AI could predict a heart attack better than human

AI could predict a heart attack better than human

In a new study, researchers found that machine learning is overtaking humans in predicting death or heart attack.

Machine learning is the modern bedrock of artificial intelligence (AI).

It is used every day, such as in Google’s search engine, face recognition on smartphones, self-driving cars, Netflix and Spotify recommendation systems.

In the study, the team trained an algorithm to learn to predict heart attack symptoms by repeatedly analyzing 85 variables in 950 patients.

It then identified patterns correlating the variables to death and heart attack with more than 90% accuracy.

In the analysis, the patients had chest pain and underwent the usual protocol to look for coronary artery disease.

A coronary computed tomography angiography (CCTA) scan yielded 58 pieces of data on the presence of coronary plaque, vessel narrowing, and calcification.

Those with scans suggestive of disease underwent a positron emission tomography (PET) scan which produced 17 variables on blood flow.

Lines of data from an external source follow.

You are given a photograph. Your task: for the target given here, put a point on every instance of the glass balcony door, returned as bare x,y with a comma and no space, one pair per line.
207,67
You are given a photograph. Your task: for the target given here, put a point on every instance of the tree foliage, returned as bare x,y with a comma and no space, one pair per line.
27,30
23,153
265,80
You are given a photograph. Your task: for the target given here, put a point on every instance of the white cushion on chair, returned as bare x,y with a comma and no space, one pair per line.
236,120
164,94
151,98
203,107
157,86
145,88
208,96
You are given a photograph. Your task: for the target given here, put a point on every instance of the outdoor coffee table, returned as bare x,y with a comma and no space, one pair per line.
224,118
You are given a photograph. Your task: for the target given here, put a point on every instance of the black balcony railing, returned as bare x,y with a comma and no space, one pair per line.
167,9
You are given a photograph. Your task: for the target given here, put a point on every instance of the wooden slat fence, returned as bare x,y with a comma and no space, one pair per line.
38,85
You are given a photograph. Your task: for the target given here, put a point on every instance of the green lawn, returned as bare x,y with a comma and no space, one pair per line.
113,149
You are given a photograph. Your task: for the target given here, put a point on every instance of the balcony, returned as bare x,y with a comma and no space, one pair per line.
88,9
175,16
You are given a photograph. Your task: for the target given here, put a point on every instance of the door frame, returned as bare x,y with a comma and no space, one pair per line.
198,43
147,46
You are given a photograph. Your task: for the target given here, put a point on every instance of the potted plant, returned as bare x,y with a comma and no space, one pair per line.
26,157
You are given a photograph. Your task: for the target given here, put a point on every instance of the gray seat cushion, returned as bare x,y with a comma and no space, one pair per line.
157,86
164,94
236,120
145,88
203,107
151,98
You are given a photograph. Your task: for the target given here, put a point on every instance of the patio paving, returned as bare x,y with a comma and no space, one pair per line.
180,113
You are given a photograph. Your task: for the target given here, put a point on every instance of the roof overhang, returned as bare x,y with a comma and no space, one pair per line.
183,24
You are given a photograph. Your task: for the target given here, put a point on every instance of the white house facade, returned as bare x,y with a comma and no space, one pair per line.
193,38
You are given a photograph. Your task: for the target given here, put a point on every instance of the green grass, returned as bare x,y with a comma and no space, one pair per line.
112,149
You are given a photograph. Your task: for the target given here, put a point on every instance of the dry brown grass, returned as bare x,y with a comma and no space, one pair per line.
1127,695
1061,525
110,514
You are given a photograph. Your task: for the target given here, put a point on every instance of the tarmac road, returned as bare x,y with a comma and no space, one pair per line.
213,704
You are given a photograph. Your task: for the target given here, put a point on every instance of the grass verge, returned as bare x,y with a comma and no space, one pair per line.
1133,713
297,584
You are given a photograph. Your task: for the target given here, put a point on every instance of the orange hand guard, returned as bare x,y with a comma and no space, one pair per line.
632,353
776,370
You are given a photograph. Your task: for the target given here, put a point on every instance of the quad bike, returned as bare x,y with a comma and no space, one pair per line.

Ten clinical variables were obtained from medical records including sex, age, smoking, and diabetes.

The team suggests that these advances are far beyond what has been done in medicine, where doctors need to be cautious about evaluating risk and outcomes.

Compared with human doctors who only have modest accuracy in predicting heart attacks in individual patients,

AI can exploit large amounts of data and identify complex patterns that may not be evident to humans.

The team hopes their new finding can help develop personalized treatment and ultimately lead to better outcomes for patients.

One author of the study is Dr. Luis Eduardo Juarez-Orozco, of the Turku PET Centre, Finland.

The study was presented at ICNC 2019.